In the fourth quarter of 2023, China's Gross Domestic Product (GDP) expanded by 5.2% annually, in line with the forecast of analysts consulted by FactSet. The result, however, was below the consensus of the The Wall Street Journal (+5.6%) and Reuters (+5.3%).
In the entire year 2023, Chinese GDP also grew 5.2%, confirming what Prime Minister Li Qiang had anticipated in a speech at the World Economic Forum, in Davos, Switzerland.
Numbers for Chinese retail and the country's real estate sector, which has been facing a serious crisis for years, also disappointed.
The outlook for basic interest rates in the US is also worrying.
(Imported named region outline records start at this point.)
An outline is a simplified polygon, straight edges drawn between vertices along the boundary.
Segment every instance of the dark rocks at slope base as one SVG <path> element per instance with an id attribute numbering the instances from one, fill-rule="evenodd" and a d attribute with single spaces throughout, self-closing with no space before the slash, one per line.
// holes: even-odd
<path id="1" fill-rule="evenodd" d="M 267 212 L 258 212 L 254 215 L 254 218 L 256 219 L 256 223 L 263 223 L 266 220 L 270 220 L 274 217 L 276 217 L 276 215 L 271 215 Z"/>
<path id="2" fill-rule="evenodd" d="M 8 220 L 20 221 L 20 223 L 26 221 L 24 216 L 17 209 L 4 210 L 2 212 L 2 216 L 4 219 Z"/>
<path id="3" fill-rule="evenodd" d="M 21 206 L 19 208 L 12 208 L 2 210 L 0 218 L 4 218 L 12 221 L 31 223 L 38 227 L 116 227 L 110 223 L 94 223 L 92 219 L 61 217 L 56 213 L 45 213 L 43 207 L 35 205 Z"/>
Yesterday, a director of the Federal Reserve (Fed, the American central bank) predicted that American interest rates will fall less this year than previously imagined. In reaction, the New York stock exchanges ended Tuesday's trading session lower.
In Oceania, the Australian stock market was also in the red today, but the loss was much more moderate. The S&P/ASX 200 fell 0.29% in Sydney, to 7,393.10 points, in its fourth consecutive negative session.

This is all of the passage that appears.